Ranger

class pytorch_forecasting.optim.Ranger(params: Union[Iterable[torch.Tensor], Iterable[dict]], lr: float = 0.001, alpha: float = 0.5, k: int = 6, N_sma_threshhold: int = 5, betas: Tuple[float, float] = (0.95, 0.999), eps: float = 1e-05, weight_decay: float = 0)[source]

Bases: torch.optim.optimizer.Optimizer

Implements Ranger optimization algorithm (Lookahead with RAdam).

Implementation is modified version from pytorch-ranger package which build upon its original implementation. Ranger seems to be benefiting most models.

Parameters
  • params – iterable of parameters to optimize or dicts defining parameter groups

  • lr – learning rate (default: 1e-3)

  • alpha – linear interpolation factor. 1.0 recovers the inner optimizer. (default: 0.5)

  • k – number of lookahead steps (default: 6)

  • N_sma_threshhold – Maximum length of the simple moving average (SMA)
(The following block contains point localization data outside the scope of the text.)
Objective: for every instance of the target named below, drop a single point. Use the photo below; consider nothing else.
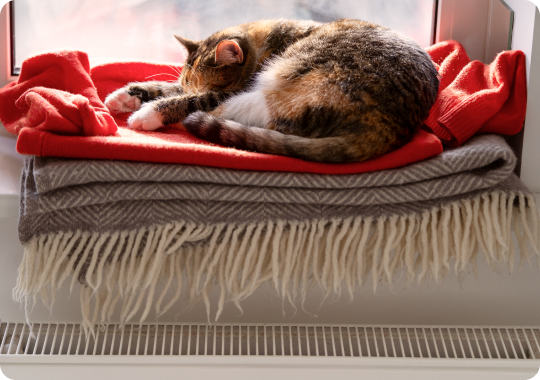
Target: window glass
(143, 29)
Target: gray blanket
(95, 195)
(121, 228)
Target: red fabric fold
(172, 145)
(56, 108)
(55, 93)
(477, 98)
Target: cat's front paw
(146, 119)
(121, 101)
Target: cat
(337, 92)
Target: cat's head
(221, 62)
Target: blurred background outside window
(142, 30)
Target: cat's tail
(232, 134)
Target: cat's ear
(190, 45)
(229, 52)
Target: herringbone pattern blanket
(119, 228)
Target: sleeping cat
(343, 91)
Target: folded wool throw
(120, 228)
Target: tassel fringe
(122, 270)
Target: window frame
(526, 23)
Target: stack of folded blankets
(146, 220)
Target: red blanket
(57, 105)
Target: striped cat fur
(338, 92)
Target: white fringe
(294, 256)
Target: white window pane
(143, 29)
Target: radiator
(439, 342)
(504, 351)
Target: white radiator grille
(273, 340)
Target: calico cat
(343, 91)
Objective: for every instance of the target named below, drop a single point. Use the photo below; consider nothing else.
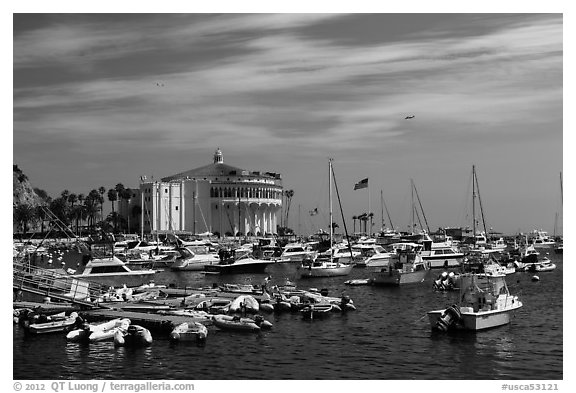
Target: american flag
(361, 184)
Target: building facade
(216, 198)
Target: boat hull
(238, 268)
(480, 320)
(130, 279)
(400, 278)
(342, 270)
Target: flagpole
(369, 229)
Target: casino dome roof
(210, 170)
(217, 168)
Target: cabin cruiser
(237, 261)
(540, 239)
(194, 258)
(113, 272)
(372, 256)
(296, 252)
(485, 302)
(409, 268)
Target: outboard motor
(448, 318)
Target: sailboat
(326, 267)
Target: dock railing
(53, 284)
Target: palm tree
(93, 207)
(65, 195)
(127, 196)
(112, 197)
(81, 198)
(23, 214)
(136, 212)
(101, 191)
(371, 216)
(41, 216)
(289, 195)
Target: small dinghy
(98, 332)
(228, 322)
(364, 281)
(56, 325)
(266, 307)
(134, 336)
(313, 311)
(189, 332)
(245, 304)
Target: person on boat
(265, 284)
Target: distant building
(216, 198)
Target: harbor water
(388, 337)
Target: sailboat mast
(473, 204)
(330, 201)
(412, 215)
(382, 207)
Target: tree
(136, 212)
(127, 196)
(41, 216)
(23, 214)
(289, 194)
(101, 191)
(93, 206)
(112, 197)
(43, 195)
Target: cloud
(284, 87)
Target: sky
(101, 99)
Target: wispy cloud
(348, 93)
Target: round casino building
(216, 198)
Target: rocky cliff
(23, 193)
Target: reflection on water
(387, 337)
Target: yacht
(540, 239)
(485, 302)
(194, 258)
(296, 252)
(410, 268)
(111, 271)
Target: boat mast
(342, 215)
(330, 203)
(473, 204)
(388, 214)
(382, 208)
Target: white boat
(56, 325)
(485, 303)
(540, 239)
(343, 254)
(543, 265)
(134, 336)
(370, 254)
(228, 322)
(98, 332)
(240, 261)
(410, 268)
(244, 304)
(193, 331)
(325, 266)
(296, 252)
(440, 254)
(194, 260)
(111, 271)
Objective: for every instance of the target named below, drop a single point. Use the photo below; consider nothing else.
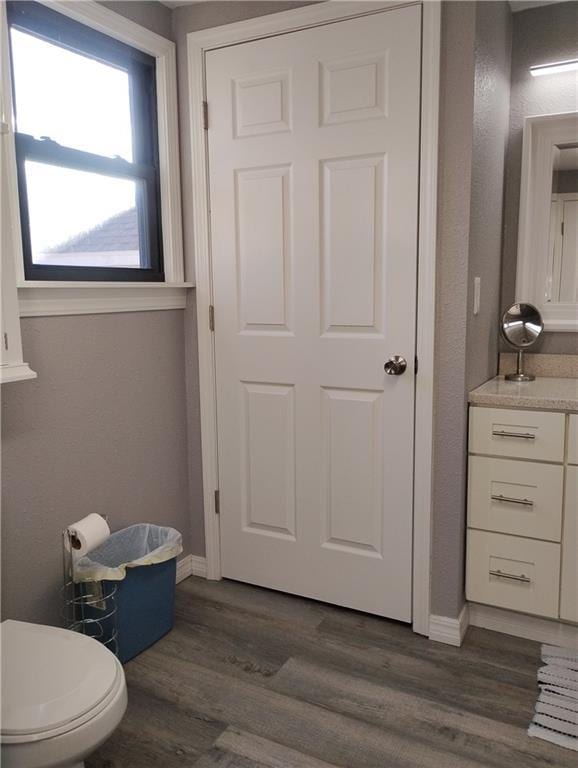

  • betas – coefficients used for computing running averages of gradient and its square (default: (0.95, 0))

  • eps – term added to the denominator to improve numerical stability (default: 1e-8)

  • weight_decay – weight decay (L2 penalty) (default: 0)

Example

>>> from pytorch_forecasting.optim import Ranger
>>> optimizer =  Ranger(model.parameters(), lr=0.1)
>>> optimizer.zero_grad()
>>> loss_fn(model(input), target).backward()
>>> scheduler = StepLR(optimizer, step_size=1, gamma=0.7)
>>> optimizer.step()
>>> scheduler.step()

Methods

step([closure])

Performs a single optimization step.

step(closure: Optional[Callable[[], float]] = None) Optional[float][source]

Performs a single optimization step. :param closure: A closure that reevaluates the model and returns the loss.